Transferring data from one database to another is a complex operation. The simplest, but often not the most suitable solution, is to make a full backup and then restore it afterwards. The other solution is to extract the data from each table into files supporting two dimensions (CSV files for example). This remains a complex operation, especially to retrieve all the useful information scattered in several tables, and then to reconstruct them afterwards.

The solution proposed here is based on the use of a hierarchical storage format. The JSON format was chosen because of its compactness and ease of interfacing with current programming languages. For example, in a commercial management, an order will include not only the summary of the order (record present in the order table), but also the customer reference, all the lines corresponding to the products, each line itself containing the product references and the VAT code used, information stored in different tables. In the JSON file, a record contains all these informations. In the JSON file, a record will include all this information, stored in a hierarchical way: each item is a complete view of the business object being manipulated. This implies that some data will be redundant, notably all generic data (parameter tables, in particular).

A JSON file contains the business description of the objects (the relationships between the tables). Once this structure has been described, the program can extract the data and then reconstruct it by performing the reverse operation.

How does it work?

DBExportModel is based on a business description of the relational model, identifying the relationships between tables and their nature. For the same database, several descriptions can be created, depending on what you want to extract as information. Thus, the list of open orders will not have the same structure as the list of orders placed by a customer. This description is stored in JSON format.

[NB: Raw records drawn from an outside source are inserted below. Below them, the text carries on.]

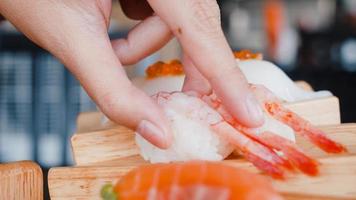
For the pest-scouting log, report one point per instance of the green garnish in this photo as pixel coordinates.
(108, 193)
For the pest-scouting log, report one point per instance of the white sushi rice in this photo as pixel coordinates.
(193, 139)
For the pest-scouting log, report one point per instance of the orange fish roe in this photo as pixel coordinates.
(247, 54)
(174, 67)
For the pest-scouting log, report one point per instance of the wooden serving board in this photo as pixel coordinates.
(104, 156)
(21, 180)
(118, 144)
(337, 180)
(323, 111)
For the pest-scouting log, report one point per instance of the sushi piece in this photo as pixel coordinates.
(204, 129)
(196, 180)
(169, 77)
(193, 137)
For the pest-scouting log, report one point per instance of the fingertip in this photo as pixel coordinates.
(254, 111)
(154, 134)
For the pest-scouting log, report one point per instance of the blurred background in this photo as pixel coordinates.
(311, 40)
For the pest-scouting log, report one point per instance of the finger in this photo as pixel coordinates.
(144, 39)
(194, 81)
(196, 24)
(136, 9)
(103, 77)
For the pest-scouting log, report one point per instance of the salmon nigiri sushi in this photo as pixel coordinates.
(194, 180)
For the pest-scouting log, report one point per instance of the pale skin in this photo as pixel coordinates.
(75, 31)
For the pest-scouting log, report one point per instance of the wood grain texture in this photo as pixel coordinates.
(323, 111)
(118, 144)
(21, 180)
(337, 180)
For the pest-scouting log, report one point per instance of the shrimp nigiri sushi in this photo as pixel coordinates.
(204, 129)
(195, 180)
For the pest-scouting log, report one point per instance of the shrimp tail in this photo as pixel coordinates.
(260, 156)
(291, 151)
(304, 128)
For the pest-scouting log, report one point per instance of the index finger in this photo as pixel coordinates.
(196, 24)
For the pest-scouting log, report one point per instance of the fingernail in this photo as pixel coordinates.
(152, 133)
(254, 109)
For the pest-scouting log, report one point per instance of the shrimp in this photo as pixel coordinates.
(272, 106)
(195, 109)
(266, 150)
(196, 180)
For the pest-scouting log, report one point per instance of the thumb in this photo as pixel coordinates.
(101, 74)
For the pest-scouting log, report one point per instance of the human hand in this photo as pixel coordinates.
(76, 33)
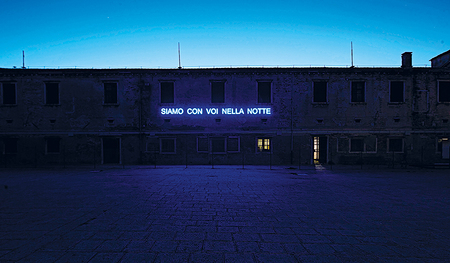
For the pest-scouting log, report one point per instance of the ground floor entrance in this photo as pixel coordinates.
(320, 149)
(111, 150)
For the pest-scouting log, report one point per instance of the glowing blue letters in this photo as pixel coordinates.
(216, 111)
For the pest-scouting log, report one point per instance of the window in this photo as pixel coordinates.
(167, 92)
(218, 145)
(53, 145)
(320, 91)
(10, 145)
(342, 145)
(9, 93)
(263, 144)
(167, 145)
(110, 93)
(264, 92)
(444, 91)
(152, 145)
(357, 145)
(217, 92)
(395, 145)
(397, 91)
(233, 144)
(358, 91)
(51, 93)
(202, 144)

The data is stored in a hierarchical form. Starting from a table, the JSON record contains the following information:

  • Related information (child tables);
  • the parent informations, including parameter tables.

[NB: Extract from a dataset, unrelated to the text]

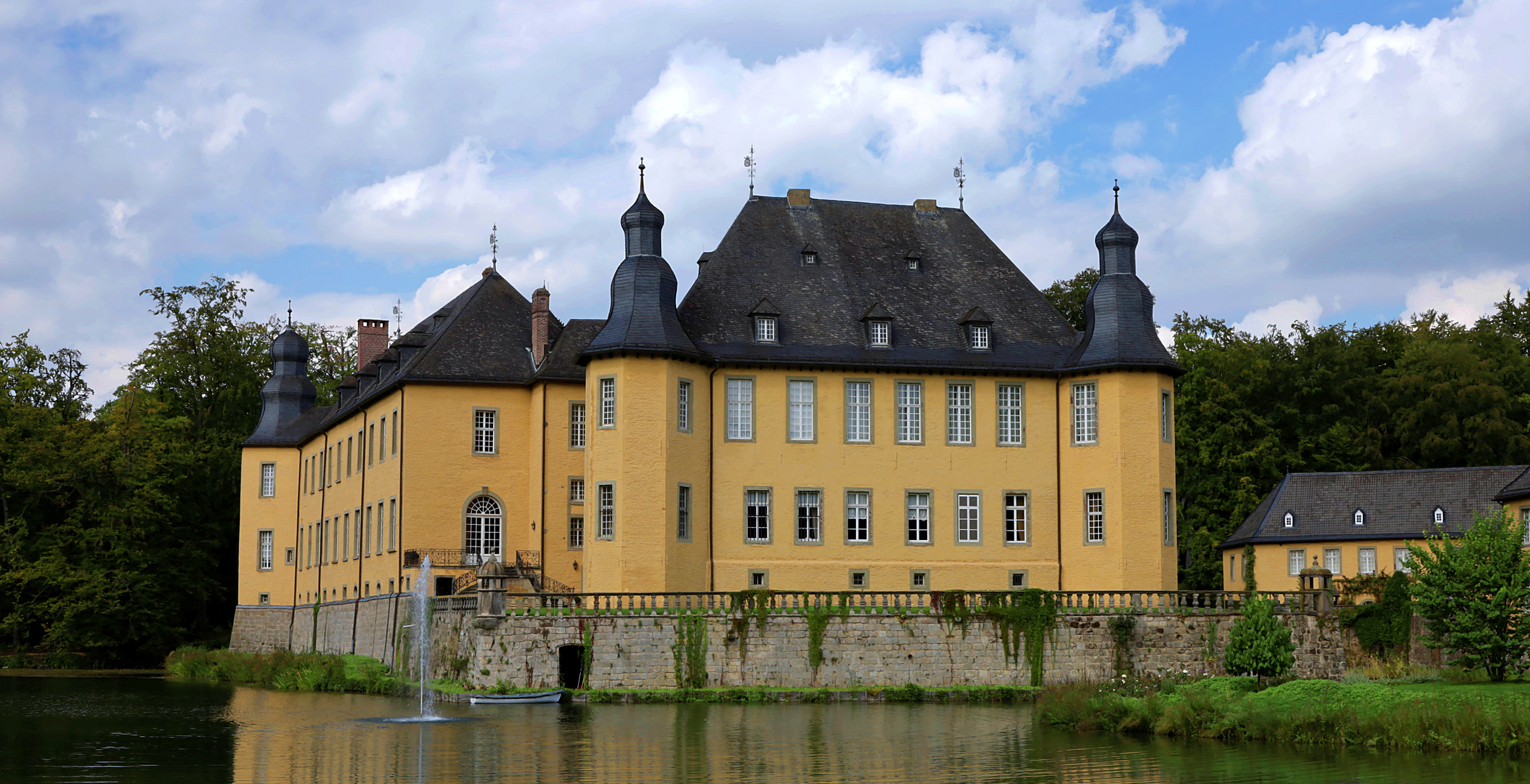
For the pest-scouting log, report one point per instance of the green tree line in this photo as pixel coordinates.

Each information can also contain child or parent records, parameters, etc., recursively.

For volumetric issues in particular, binary data (type bytea) are stored in a file (one file per record and per binary field).

For import, the program needs a description of the processed tables (field types), which can be generated from the program. It is stored in JSON format. A SQL script for generating the tables corresponding to the model can also be generated from these two files (model and table description). This script will not recreate the initial database, but simply the structure needed to import the transferred data. During the import, the relationships between the tables are recreated, according to the generated identifiers.

Depending on the parameters defined, the program will be able to update pre-existing records, or systematically create new ones.

Limitations

The program was designed for Postgresql.

Each table must have a primary numeric key, auto-incrementing or not. When the key is not auto-incrementing, certain precautions should be taken when describing the model. The support of non-numeric primary keys will be considered in a future version.

Tables must have only primary keys composed of a single attribute (except in the specific case of tables carrying n-n relations).

Description of the files

Setting up the model description

The html page html/exportModelChange.html is used to build the model description. A record must be created for each table processed.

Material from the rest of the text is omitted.